Beyond the AKS Basics: Practical Tips for Your Kubernetes Journey

Beyond the AKS Basics: Practical Tips for Your Kubernetes Journey
I recently completed Microsoft’s Kubernetes on Azure course (here is an archived version) and while it provided a solid foundation, I wanted to share some practical insights and debugging techniques that weren’t covered. This post dives into real-world scenarios with Azure Kubernetes Service (AKS), offering tips for debugging containers and nodes, tackling tricky issues like Posit Workbench session failures, and leveraging tools like Packer. Plus, we’ll show you an example of how we debugged an initially perplexing and frustrating development issue using useful commands.
Following this course, I deployed a large Azure-hosted Posit Workbench deployment. This involved VMs coordinating Kubernetes jobs for user development environments (like RStudio), behind a reverse proxy.
Azure Free Trial: A Great Starting Point
First things first, if you’re new to Azure, don’t forget to take advantage of the various free trials offered. Sometimes one and twelve month free trials are offered. It’s an excellent way to get hands-on experience with AKS. See here.
Level Up Your Debugging Skills
Peeking Inside Containers
Ever had a Kubernetes session refuse to start and wondered what’s going on under the hood? A super useful command is:
kubectl run -it --image <your_image> <your_container_name> -- /bin/bash
This lets you spin up a temporary container based on your image and get a shell inside. For example, when troubleshooting why some Kubernetes jobs for Posit Workbench weren’t starting, this command came in handy:
kubectl run -it --image ${AZURE_CONTAINER_REPOSITORY_NAME}.azurecr.io/${IMAGE_NAME} testme -- /bin/bash
In the above example, we’re using custom-built container images which we pushed to Azure Container Registry, which are based on ones published by Posit and use Packer to build in extra customizations. Keep reading on for more on Packer!
Diving into Nodes
Surprisingly, even with a managed service like AKS, you can debug the underlying nodes!
This proved invaluable when I needed to check the software version in use for implementing an NFS share.
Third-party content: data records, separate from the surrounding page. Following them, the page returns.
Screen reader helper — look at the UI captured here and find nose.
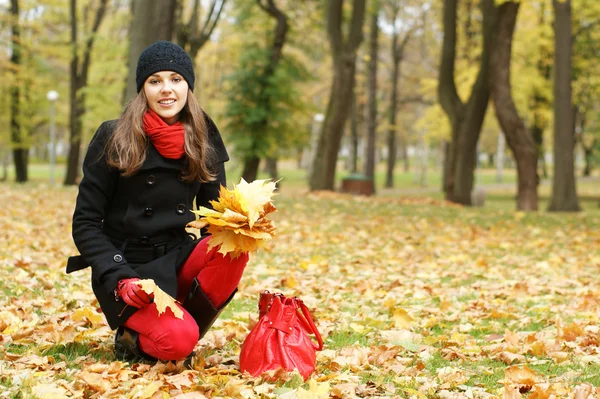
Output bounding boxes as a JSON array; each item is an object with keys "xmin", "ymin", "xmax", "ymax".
[{"xmin": 161, "ymin": 82, "xmax": 173, "ymax": 93}]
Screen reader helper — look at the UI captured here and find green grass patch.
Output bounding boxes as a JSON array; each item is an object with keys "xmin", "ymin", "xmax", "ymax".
[
  {"xmin": 325, "ymin": 330, "xmax": 375, "ymax": 349},
  {"xmin": 41, "ymin": 342, "xmax": 114, "ymax": 366}
]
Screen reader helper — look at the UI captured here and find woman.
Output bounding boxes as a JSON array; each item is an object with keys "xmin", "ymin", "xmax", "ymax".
[{"xmin": 67, "ymin": 41, "xmax": 248, "ymax": 360}]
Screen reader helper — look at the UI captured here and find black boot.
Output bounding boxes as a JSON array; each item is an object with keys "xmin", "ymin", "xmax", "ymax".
[
  {"xmin": 183, "ymin": 278, "xmax": 237, "ymax": 338},
  {"xmin": 115, "ymin": 326, "xmax": 157, "ymax": 362}
]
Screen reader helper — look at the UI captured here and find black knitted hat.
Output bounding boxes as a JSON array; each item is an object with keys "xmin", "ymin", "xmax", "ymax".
[{"xmin": 135, "ymin": 41, "xmax": 195, "ymax": 93}]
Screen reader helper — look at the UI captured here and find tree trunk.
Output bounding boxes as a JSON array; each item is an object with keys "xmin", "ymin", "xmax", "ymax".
[
  {"xmin": 385, "ymin": 3, "xmax": 413, "ymax": 188},
  {"xmin": 490, "ymin": 1, "xmax": 538, "ymax": 211},
  {"xmin": 10, "ymin": 0, "xmax": 28, "ymax": 183},
  {"xmin": 176, "ymin": 0, "xmax": 227, "ymax": 69},
  {"xmin": 365, "ymin": 7, "xmax": 379, "ymax": 187},
  {"xmin": 123, "ymin": 0, "xmax": 177, "ymax": 104},
  {"xmin": 348, "ymin": 88, "xmax": 359, "ymax": 173},
  {"xmin": 385, "ymin": 53, "xmax": 400, "ymax": 188},
  {"xmin": 64, "ymin": 0, "xmax": 108, "ymax": 185},
  {"xmin": 242, "ymin": 157, "xmax": 260, "ymax": 182},
  {"xmin": 265, "ymin": 157, "xmax": 279, "ymax": 180},
  {"xmin": 529, "ymin": 2, "xmax": 552, "ymax": 184},
  {"xmin": 309, "ymin": 0, "xmax": 366, "ymax": 190},
  {"xmin": 242, "ymin": 0, "xmax": 289, "ymax": 182},
  {"xmin": 548, "ymin": 0, "xmax": 581, "ymax": 211},
  {"xmin": 438, "ymin": 0, "xmax": 495, "ymax": 205}
]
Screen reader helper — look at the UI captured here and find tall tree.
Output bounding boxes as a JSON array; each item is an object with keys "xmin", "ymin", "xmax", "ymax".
[
  {"xmin": 242, "ymin": 0, "xmax": 289, "ymax": 181},
  {"xmin": 385, "ymin": 0, "xmax": 414, "ymax": 188},
  {"xmin": 490, "ymin": 1, "xmax": 538, "ymax": 211},
  {"xmin": 10, "ymin": 0, "xmax": 28, "ymax": 183},
  {"xmin": 548, "ymin": 0, "xmax": 581, "ymax": 211},
  {"xmin": 123, "ymin": 0, "xmax": 177, "ymax": 104},
  {"xmin": 309, "ymin": 0, "xmax": 366, "ymax": 190},
  {"xmin": 65, "ymin": 0, "xmax": 108, "ymax": 185},
  {"xmin": 438, "ymin": 0, "xmax": 495, "ymax": 205},
  {"xmin": 365, "ymin": 0, "xmax": 379, "ymax": 187},
  {"xmin": 529, "ymin": 2, "xmax": 552, "ymax": 181},
  {"xmin": 175, "ymin": 0, "xmax": 227, "ymax": 69}
]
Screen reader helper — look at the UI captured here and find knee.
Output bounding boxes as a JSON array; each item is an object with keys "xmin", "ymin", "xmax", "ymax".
[{"xmin": 154, "ymin": 318, "xmax": 200, "ymax": 360}]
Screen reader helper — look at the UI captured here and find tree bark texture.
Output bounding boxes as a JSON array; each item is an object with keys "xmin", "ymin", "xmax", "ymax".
[
  {"xmin": 242, "ymin": 157, "xmax": 260, "ymax": 182},
  {"xmin": 365, "ymin": 9, "xmax": 379, "ymax": 187},
  {"xmin": 438, "ymin": 0, "xmax": 495, "ymax": 205},
  {"xmin": 242, "ymin": 0, "xmax": 289, "ymax": 182},
  {"xmin": 385, "ymin": 8, "xmax": 413, "ymax": 188},
  {"xmin": 490, "ymin": 1, "xmax": 538, "ymax": 211},
  {"xmin": 548, "ymin": 0, "xmax": 581, "ymax": 211},
  {"xmin": 10, "ymin": 0, "xmax": 28, "ymax": 183},
  {"xmin": 308, "ymin": 0, "xmax": 366, "ymax": 191},
  {"xmin": 64, "ymin": 0, "xmax": 108, "ymax": 185},
  {"xmin": 123, "ymin": 0, "xmax": 177, "ymax": 104},
  {"xmin": 348, "ymin": 88, "xmax": 360, "ymax": 173}
]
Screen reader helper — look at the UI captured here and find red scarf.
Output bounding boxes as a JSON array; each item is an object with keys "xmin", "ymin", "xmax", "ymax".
[{"xmin": 144, "ymin": 110, "xmax": 185, "ymax": 159}]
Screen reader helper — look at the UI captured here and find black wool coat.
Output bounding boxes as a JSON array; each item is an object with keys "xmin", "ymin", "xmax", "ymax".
[{"xmin": 67, "ymin": 116, "xmax": 229, "ymax": 329}]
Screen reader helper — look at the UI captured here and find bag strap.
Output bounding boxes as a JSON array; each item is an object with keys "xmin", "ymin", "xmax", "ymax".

It lets you use a shell on the node itself:
kubectl debug node/<your_node_name> -it --image=ubuntu
Learn more about this powerful technique in the Kubernetes documentation.
Logs
Kubernetes logs are essential, but don’t forget the logs of other components
in your system outside of Kubernetes also. Many “always-on” Linux-based
applications rely on systemctl
and journalctl
. This allows you to view logs
filtered by service unit (your application), time range, and specific keywords.
sudo journalctl -u $SERVICE_UNIT_NAME --since "$TIME_RANGE" -g "$SEARCH_TERM"
For example, when a certain Posit Workbench session (corresponding to a Kubernetes job) was having issues earlier that day, I could quickly find relevant events on the application’s virtual machine using this Linux command:
sudo journalctl -u rstudio-launcher --since today -g $SESSION_ID
This can often provide valuable context that complements your Kubernetes logs.
The Unexpected Culprit: Looking Beyond Kubernetes
Here’s a crucial lesson I learned the hard way. Sometimes, issues aren’t within your Kubernetes cluster at all. We had a setup with a reverse proxy sitting in front of applications on virtual machines with a Kubernetes backend. We anticipated users might experience some initial delay when launching jobs due to system resources. However, we were caught off guard when users started reporting 504 Gateway Timeout errors after exactly two minutes.
Our initial instinct was to deep-dive into the Kubernetes configurations. But after some head-scratching, our client pointed out the consistent two-minute interval. This was the key! It forced us to broaden our investigation to all components in the request path, even those outside the Kubernetes cluster.
Our troubleshooting process involved meticulously listing every component from the Kubernetes node all the way to the user’s browser. We then started checking timeout settings on each. Guess what? The reverse proxy (more specifically an Azure Application Gateway), sitting innocently in front of our VMs and the rest of our system had a default two-minute connection timeout. If allocating a job to a node took longer than that, the proxy would prematurely close the connection, resulting in the dreaded 504 error.
This experience underscored the importance of considering the entire system architecture when debugging. Don’t just focus on Kubernetes – think about load balancers, proxies, firewalls, and any other piece of infrastructure that might be interacting with your cluster. We were lucky the problematic component was one of the first we checked!
Automating Image Creation with Packer
Packer is a fantastic tool for building identical machine images for multiple platforms. These can – for example – then be pushed to Azure Container Registry for use in Azure Kubernetes Service, or used on VMs in Azure.
The real power comes from the ability to then run Ansible playbooks on top of a base image. This allows us to automate the installation of software and configuration, leveraging existing Ansible roles we have developed in-house which weren’t necessarily developed for Kubernetes sessions.
Summary
Kubernetes success goes beyond cluster configs. From debugging containers and nodes to tracing issues through proxies, real-world AKS work demands a full-system view. With the right tools and mindset, you’ll turn tricky problems into valuable lessons.